Sahara was also the lead in the first of the Ultra series, Ultra Q. He also appeared in a number of subsequent Ultra series, including:

- Ultra Q (1966)- as Jun Manjoume
- Ultra Seven (1967–1968) - as Takenaka Jinguji
- Return of Ultraman (1971–1972) - as Takenaka Jinguji
- Ultraman 80 (1980–1981) - as Dr.
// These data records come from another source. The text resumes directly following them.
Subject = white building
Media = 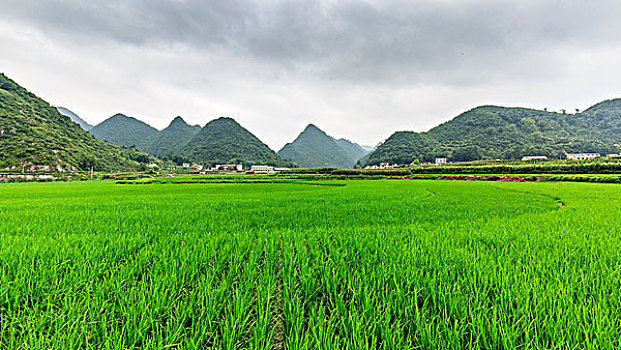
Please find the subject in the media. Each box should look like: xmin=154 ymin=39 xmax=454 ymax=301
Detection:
xmin=522 ymin=156 xmax=548 ymax=161
xmin=567 ymin=153 xmax=601 ymax=160
xmin=250 ymin=165 xmax=275 ymax=174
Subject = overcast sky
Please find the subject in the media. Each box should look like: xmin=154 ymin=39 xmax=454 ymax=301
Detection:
xmin=0 ymin=0 xmax=621 ymax=150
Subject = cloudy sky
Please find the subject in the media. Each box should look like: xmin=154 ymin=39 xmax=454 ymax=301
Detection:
xmin=0 ymin=0 xmax=621 ymax=149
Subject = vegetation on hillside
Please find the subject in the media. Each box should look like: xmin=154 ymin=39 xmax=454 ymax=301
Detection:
xmin=56 ymin=107 xmax=93 ymax=131
xmin=179 ymin=118 xmax=290 ymax=167
xmin=0 ymin=74 xmax=152 ymax=171
xmin=90 ymin=114 xmax=159 ymax=152
xmin=145 ymin=117 xmax=201 ymax=159
xmin=359 ymin=100 xmax=621 ymax=166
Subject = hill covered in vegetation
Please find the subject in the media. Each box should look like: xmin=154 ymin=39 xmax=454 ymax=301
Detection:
xmin=0 ymin=74 xmax=150 ymax=171
xmin=278 ymin=124 xmax=368 ymax=168
xmin=90 ymin=114 xmax=158 ymax=151
xmin=358 ymin=100 xmax=621 ymax=166
xmin=145 ymin=117 xmax=201 ymax=158
xmin=179 ymin=118 xmax=287 ymax=166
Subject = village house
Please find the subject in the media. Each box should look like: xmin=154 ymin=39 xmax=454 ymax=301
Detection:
xmin=522 ymin=156 xmax=548 ymax=162
xmin=566 ymin=153 xmax=601 ymax=160
xmin=250 ymin=165 xmax=275 ymax=174
xmin=211 ymin=164 xmax=244 ymax=172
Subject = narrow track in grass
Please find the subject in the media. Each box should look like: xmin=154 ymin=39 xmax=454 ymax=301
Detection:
xmin=272 ymin=245 xmax=285 ymax=350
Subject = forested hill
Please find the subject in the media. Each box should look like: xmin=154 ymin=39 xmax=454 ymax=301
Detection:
xmin=179 ymin=118 xmax=287 ymax=166
xmin=0 ymin=73 xmax=154 ymax=170
xmin=358 ymin=100 xmax=621 ymax=166
xmin=56 ymin=107 xmax=93 ymax=131
xmin=90 ymin=114 xmax=159 ymax=151
xmin=278 ymin=124 xmax=368 ymax=168
xmin=145 ymin=117 xmax=201 ymax=157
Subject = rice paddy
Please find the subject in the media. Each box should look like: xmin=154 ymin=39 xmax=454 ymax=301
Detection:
xmin=0 ymin=180 xmax=621 ymax=349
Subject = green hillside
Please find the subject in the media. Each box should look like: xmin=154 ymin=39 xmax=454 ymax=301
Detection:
xmin=359 ymin=100 xmax=621 ymax=166
xmin=336 ymin=139 xmax=369 ymax=165
xmin=0 ymin=74 xmax=154 ymax=171
xmin=56 ymin=107 xmax=93 ymax=131
xmin=278 ymin=124 xmax=367 ymax=168
xmin=180 ymin=118 xmax=286 ymax=166
xmin=90 ymin=114 xmax=159 ymax=151
xmin=145 ymin=117 xmax=201 ymax=157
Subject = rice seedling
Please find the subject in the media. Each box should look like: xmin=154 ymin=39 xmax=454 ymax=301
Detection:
xmin=0 ymin=180 xmax=621 ymax=349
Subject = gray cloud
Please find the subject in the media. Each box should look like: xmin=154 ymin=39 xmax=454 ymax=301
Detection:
xmin=0 ymin=0 xmax=621 ymax=144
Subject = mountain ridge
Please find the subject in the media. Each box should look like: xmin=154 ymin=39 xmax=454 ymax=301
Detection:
xmin=278 ymin=123 xmax=367 ymax=168
xmin=56 ymin=106 xmax=93 ymax=131
xmin=0 ymin=73 xmax=152 ymax=171
xmin=358 ymin=99 xmax=621 ymax=166
xmin=179 ymin=117 xmax=289 ymax=167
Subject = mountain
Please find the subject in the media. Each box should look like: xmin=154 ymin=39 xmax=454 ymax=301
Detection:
xmin=0 ymin=73 xmax=150 ymax=171
xmin=278 ymin=124 xmax=368 ymax=168
xmin=336 ymin=139 xmax=369 ymax=163
xmin=56 ymin=107 xmax=93 ymax=131
xmin=145 ymin=117 xmax=201 ymax=157
xmin=358 ymin=100 xmax=621 ymax=166
xmin=179 ymin=118 xmax=286 ymax=166
xmin=90 ymin=114 xmax=159 ymax=151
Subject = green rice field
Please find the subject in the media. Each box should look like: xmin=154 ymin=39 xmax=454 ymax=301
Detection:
xmin=0 ymin=180 xmax=621 ymax=349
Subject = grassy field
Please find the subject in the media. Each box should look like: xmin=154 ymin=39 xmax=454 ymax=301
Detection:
xmin=0 ymin=180 xmax=621 ymax=349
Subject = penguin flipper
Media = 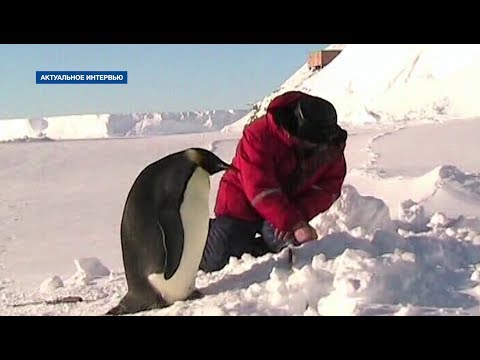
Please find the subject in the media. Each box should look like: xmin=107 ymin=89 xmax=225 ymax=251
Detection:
xmin=157 ymin=211 xmax=184 ymax=280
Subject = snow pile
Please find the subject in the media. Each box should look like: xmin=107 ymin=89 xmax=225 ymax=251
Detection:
xmin=0 ymin=119 xmax=38 ymax=141
xmin=39 ymin=275 xmax=64 ymax=293
xmin=0 ymin=110 xmax=247 ymax=141
xmin=348 ymin=165 xmax=480 ymax=219
xmin=0 ymin=187 xmax=480 ymax=316
xmin=311 ymin=185 xmax=393 ymax=237
xmin=67 ymin=257 xmax=111 ymax=284
xmin=226 ymin=44 xmax=480 ymax=131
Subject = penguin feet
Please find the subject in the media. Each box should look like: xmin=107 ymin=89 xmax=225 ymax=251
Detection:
xmin=105 ymin=294 xmax=168 ymax=316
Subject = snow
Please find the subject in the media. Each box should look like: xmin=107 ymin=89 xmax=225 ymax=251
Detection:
xmin=0 ymin=45 xmax=480 ymax=316
xmin=225 ymin=44 xmax=480 ymax=131
xmin=0 ymin=110 xmax=247 ymax=141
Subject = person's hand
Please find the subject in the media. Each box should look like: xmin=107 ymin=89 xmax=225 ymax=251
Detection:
xmin=293 ymin=222 xmax=318 ymax=244
xmin=274 ymin=229 xmax=293 ymax=242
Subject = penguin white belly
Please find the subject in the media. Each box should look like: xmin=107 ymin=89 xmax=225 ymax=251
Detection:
xmin=148 ymin=167 xmax=210 ymax=304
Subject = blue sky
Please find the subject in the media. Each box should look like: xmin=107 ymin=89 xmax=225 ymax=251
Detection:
xmin=0 ymin=44 xmax=326 ymax=119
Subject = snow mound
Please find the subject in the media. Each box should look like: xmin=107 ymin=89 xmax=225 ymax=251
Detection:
xmin=0 ymin=110 xmax=248 ymax=141
xmin=39 ymin=275 xmax=64 ymax=293
xmin=416 ymin=165 xmax=480 ymax=216
xmin=347 ymin=165 xmax=480 ymax=219
xmin=311 ymin=185 xmax=394 ymax=237
xmin=225 ymin=44 xmax=480 ymax=131
xmin=0 ymin=119 xmax=37 ymax=141
xmin=69 ymin=257 xmax=111 ymax=283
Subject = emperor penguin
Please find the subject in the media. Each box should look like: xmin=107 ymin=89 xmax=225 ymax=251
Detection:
xmin=106 ymin=148 xmax=231 ymax=315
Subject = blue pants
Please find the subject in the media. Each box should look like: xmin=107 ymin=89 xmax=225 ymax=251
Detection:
xmin=200 ymin=216 xmax=287 ymax=272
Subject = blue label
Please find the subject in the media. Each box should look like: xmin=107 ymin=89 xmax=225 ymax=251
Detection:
xmin=36 ymin=71 xmax=128 ymax=84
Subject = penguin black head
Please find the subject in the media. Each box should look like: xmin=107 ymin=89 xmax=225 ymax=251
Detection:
xmin=185 ymin=148 xmax=233 ymax=175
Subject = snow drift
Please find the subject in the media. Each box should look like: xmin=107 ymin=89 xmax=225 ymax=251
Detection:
xmin=0 ymin=110 xmax=247 ymax=141
xmin=225 ymin=44 xmax=480 ymax=131
xmin=347 ymin=165 xmax=480 ymax=219
xmin=0 ymin=178 xmax=480 ymax=316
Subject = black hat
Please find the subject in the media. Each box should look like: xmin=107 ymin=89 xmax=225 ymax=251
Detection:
xmin=294 ymin=96 xmax=341 ymax=143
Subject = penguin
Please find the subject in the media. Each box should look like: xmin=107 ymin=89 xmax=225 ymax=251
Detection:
xmin=106 ymin=148 xmax=233 ymax=315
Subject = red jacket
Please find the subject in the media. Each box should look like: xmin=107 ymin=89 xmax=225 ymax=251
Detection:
xmin=215 ymin=92 xmax=346 ymax=231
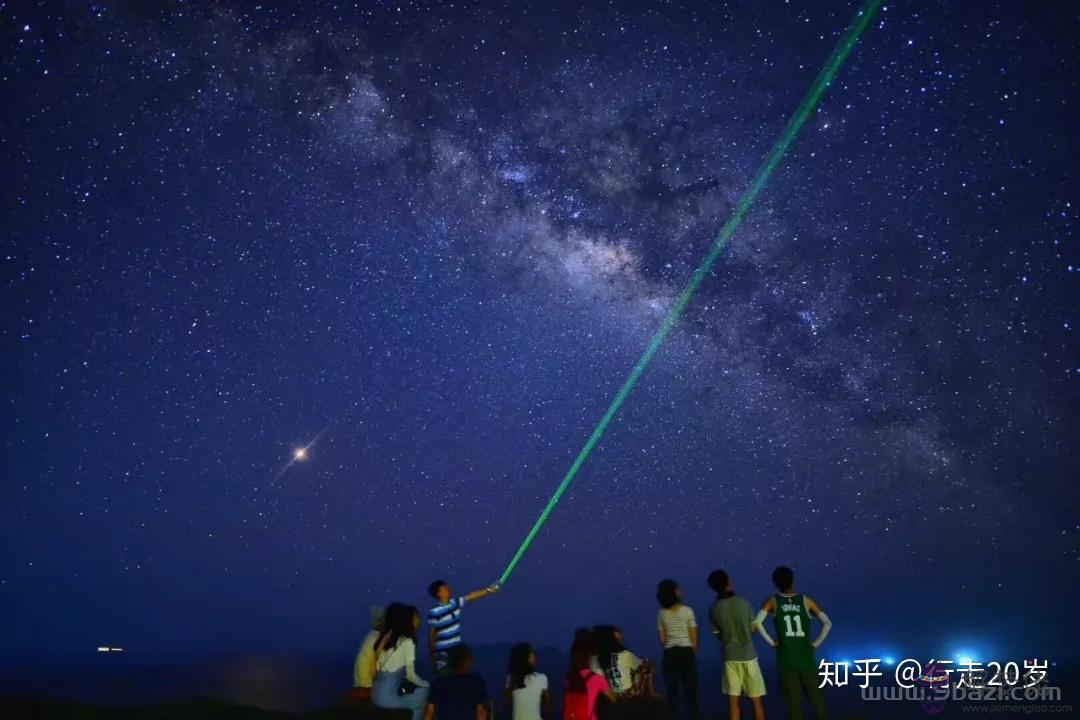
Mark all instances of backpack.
[563,670,596,720]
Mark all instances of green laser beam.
[499,0,883,585]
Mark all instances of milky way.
[0,2,1080,677]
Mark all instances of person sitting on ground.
[372,602,429,720]
[423,644,489,720]
[428,580,499,673]
[505,642,551,720]
[349,606,387,701]
[563,643,615,720]
[592,625,656,701]
[707,570,765,720]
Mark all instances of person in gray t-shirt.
[708,570,765,720]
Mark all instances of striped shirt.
[428,598,465,653]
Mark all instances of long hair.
[507,642,537,690]
[566,643,591,693]
[657,579,679,610]
[375,602,417,650]
[593,625,626,675]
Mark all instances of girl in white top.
[372,602,429,720]
[657,580,701,720]
[505,642,551,720]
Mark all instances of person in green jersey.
[754,567,833,720]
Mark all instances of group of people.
[353,567,832,720]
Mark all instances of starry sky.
[0,0,1080,676]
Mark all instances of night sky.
[0,0,1080,683]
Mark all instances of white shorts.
[724,660,765,697]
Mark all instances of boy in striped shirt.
[428,580,499,673]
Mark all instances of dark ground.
[0,646,1080,720]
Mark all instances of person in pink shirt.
[563,643,615,720]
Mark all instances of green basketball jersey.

Jono
- Ultraman Nexus (2004–2005) - as Togo
- Ultraman Mebius (2006–2007) - as Takenaka Jinguji

His latest Ultraman appearance was in the 2008 Ultraman movie, Superior Ultraman 8 Brothers. He also made a cameo in episodes 47 and 48 of Sonic X, being the voice of Dr. Atsumi.